Bibirevo District (район Бибирево) is an administrative district (raion) of North-Eastern Administrative Okrug near Moscow Ring Road, and one of the 125 raions of Moscow, Russia. The area of the district is 6.45 km2.

==History==
The area is named after the village of Bibirevo, known to have existed since at least the end of the 16th century. Until 1774 the village and the lands around it belonged to the Ascension Convent, based Dmitry Donskoy and his wife Grand Duchess Eudoxia. The monastery was located on the territory of the Moscow Kremlin and in the summer nuns traveled to Bibirevo. In 1774 the village came under the jurisdiction of the State College of economy, and peasants became state owned.
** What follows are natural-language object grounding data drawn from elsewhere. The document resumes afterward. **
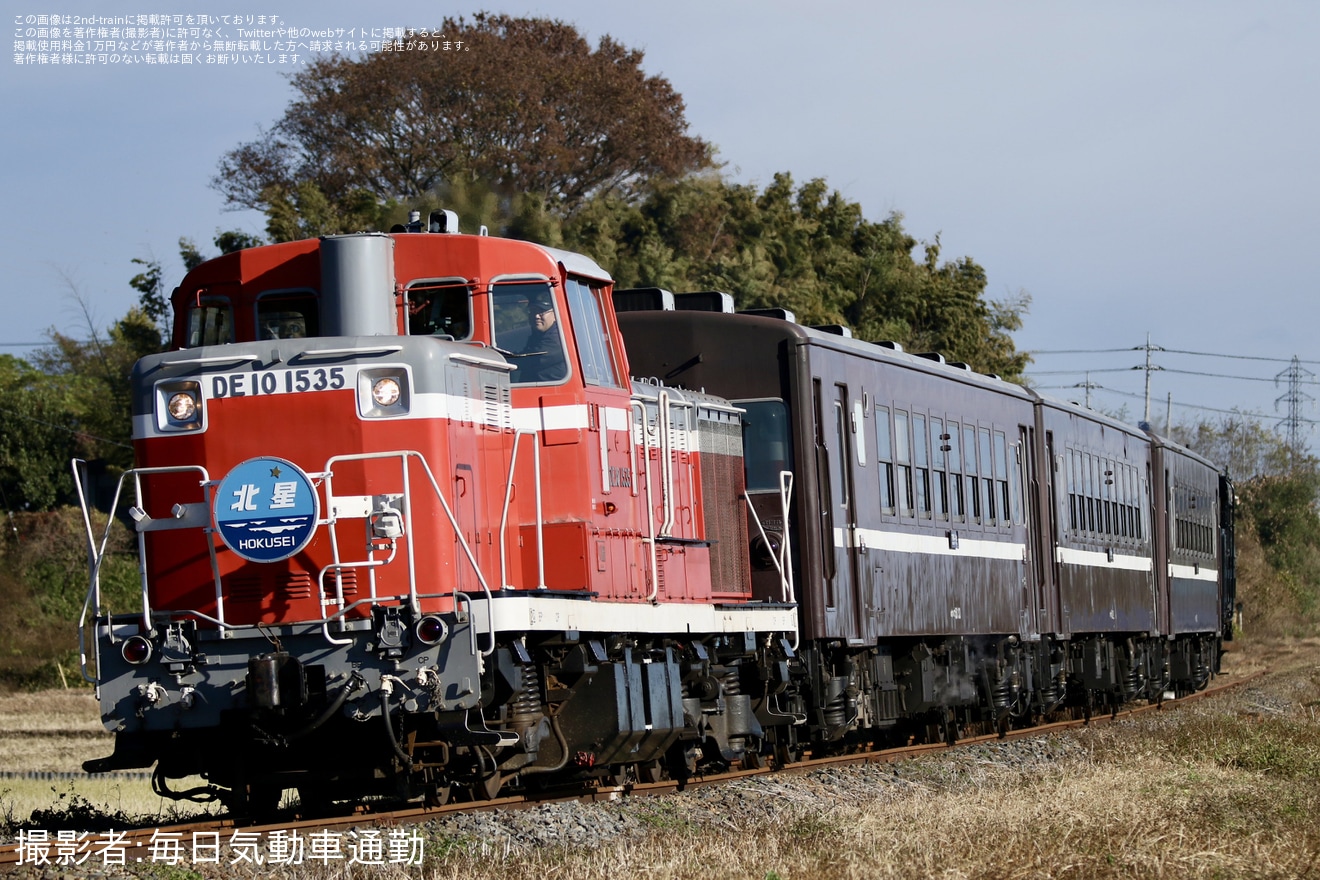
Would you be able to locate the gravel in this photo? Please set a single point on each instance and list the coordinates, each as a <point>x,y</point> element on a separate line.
<point>755,801</point>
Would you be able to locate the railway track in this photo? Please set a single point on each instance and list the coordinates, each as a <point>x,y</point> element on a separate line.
<point>384,833</point>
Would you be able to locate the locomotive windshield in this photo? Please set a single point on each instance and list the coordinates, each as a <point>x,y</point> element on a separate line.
<point>767,447</point>
<point>440,309</point>
<point>527,331</point>
<point>287,314</point>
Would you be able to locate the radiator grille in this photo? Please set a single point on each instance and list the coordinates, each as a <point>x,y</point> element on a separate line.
<point>720,443</point>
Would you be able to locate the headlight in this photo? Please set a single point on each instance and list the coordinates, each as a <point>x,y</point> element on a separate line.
<point>430,629</point>
<point>383,392</point>
<point>182,407</point>
<point>136,651</point>
<point>178,405</point>
<point>386,392</point>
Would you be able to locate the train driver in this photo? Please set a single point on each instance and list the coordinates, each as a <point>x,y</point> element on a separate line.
<point>541,356</point>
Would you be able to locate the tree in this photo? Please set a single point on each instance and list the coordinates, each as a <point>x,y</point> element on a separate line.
<point>807,250</point>
<point>1241,445</point>
<point>523,104</point>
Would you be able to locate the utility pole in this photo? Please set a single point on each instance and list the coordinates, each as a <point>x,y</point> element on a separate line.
<point>1295,397</point>
<point>1149,368</point>
<point>1088,385</point>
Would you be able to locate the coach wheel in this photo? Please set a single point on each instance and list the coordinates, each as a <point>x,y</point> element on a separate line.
<point>314,801</point>
<point>263,801</point>
<point>650,771</point>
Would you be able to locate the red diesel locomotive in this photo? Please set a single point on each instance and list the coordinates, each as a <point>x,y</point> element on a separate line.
<point>408,529</point>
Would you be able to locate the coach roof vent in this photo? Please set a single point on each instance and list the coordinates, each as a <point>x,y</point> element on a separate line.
<point>705,301</point>
<point>643,300</point>
<point>837,329</point>
<point>783,314</point>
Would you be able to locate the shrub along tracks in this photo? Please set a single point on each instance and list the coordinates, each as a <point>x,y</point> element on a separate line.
<point>137,842</point>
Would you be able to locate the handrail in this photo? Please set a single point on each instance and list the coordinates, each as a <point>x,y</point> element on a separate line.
<point>786,499</point>
<point>206,362</point>
<point>313,354</point>
<point>444,503</point>
<point>503,521</point>
<point>97,557</point>
<point>651,523</point>
<point>665,465</point>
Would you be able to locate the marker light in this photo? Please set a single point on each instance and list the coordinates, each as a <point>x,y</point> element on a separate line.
<point>430,629</point>
<point>136,651</point>
<point>386,391</point>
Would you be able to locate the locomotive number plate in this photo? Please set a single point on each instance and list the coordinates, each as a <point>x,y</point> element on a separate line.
<point>277,381</point>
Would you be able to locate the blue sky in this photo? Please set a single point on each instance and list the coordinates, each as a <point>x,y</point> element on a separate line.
<point>1135,166</point>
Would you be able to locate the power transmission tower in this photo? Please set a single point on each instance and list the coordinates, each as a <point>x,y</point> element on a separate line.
<point>1295,397</point>
<point>1088,385</point>
<point>1149,370</point>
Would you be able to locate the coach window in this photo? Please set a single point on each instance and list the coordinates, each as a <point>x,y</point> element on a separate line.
<point>920,451</point>
<point>903,455</point>
<point>885,458</point>
<point>210,322</point>
<point>840,475</point>
<point>527,329</point>
<point>988,475</point>
<point>1072,490</point>
<point>969,458</point>
<point>594,350</point>
<point>766,445</point>
<point>287,314</point>
<point>440,308</point>
<point>939,446</point>
<point>1134,505</point>
<point>958,499</point>
<point>1121,500</point>
<point>1001,470</point>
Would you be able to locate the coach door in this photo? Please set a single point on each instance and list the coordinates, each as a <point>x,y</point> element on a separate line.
<point>844,447</point>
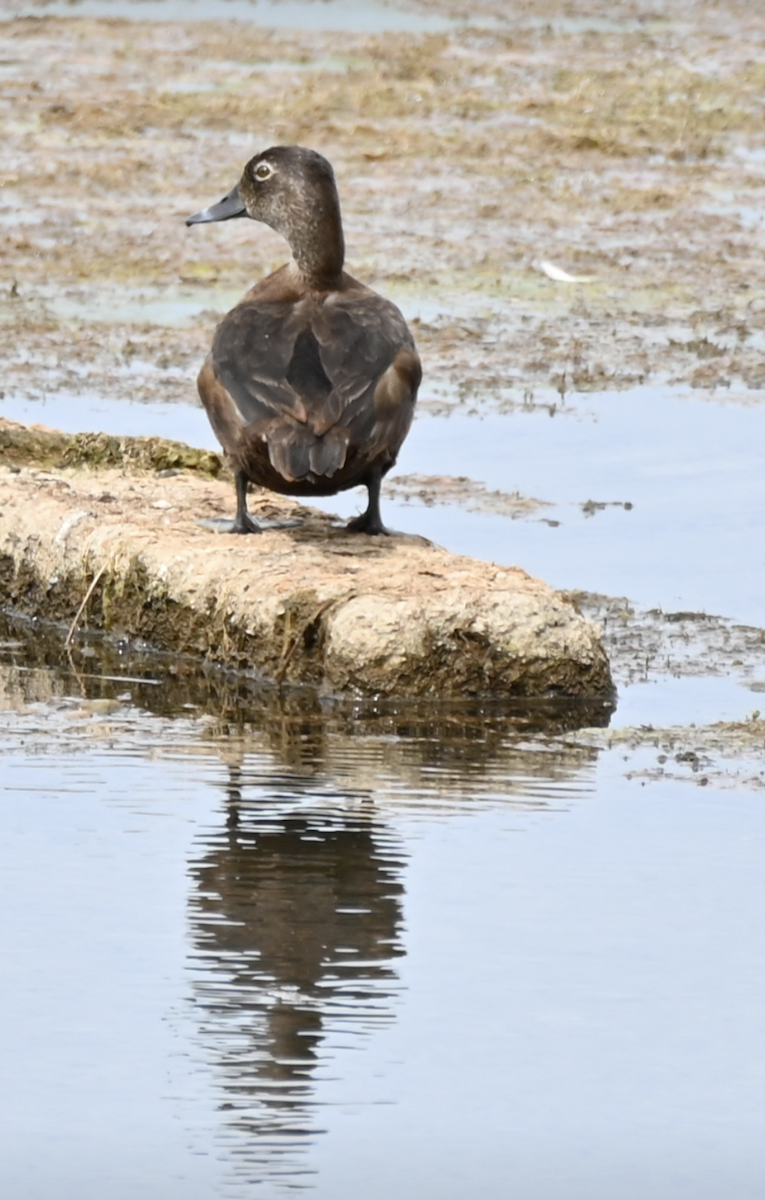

The Church of St. Sergius of Radonezh was consecrated in 1894 in gratitude to God for the deliverance of the villagers from cholera. The temple was set flush with the wooden church of the Annunciation of the Virgin, known from the 16th century.
In 1852 in the village there were 164 farmers, 36 yards, 1 church. In 1960 was included in the Dzerzhinsky district of Moscow. Since the late 1960s its territory was subject to mass housing construction. In 1967 Bibirevo became part of the Kirovsky Raion. In 1991, after the administrative reform of some of it became separate administrative unit bearing the same name, and some - to "Altufievskoe".
==Municipal status==
As a municipal division, it is incorporated as Bibirevo Municipal Okrug.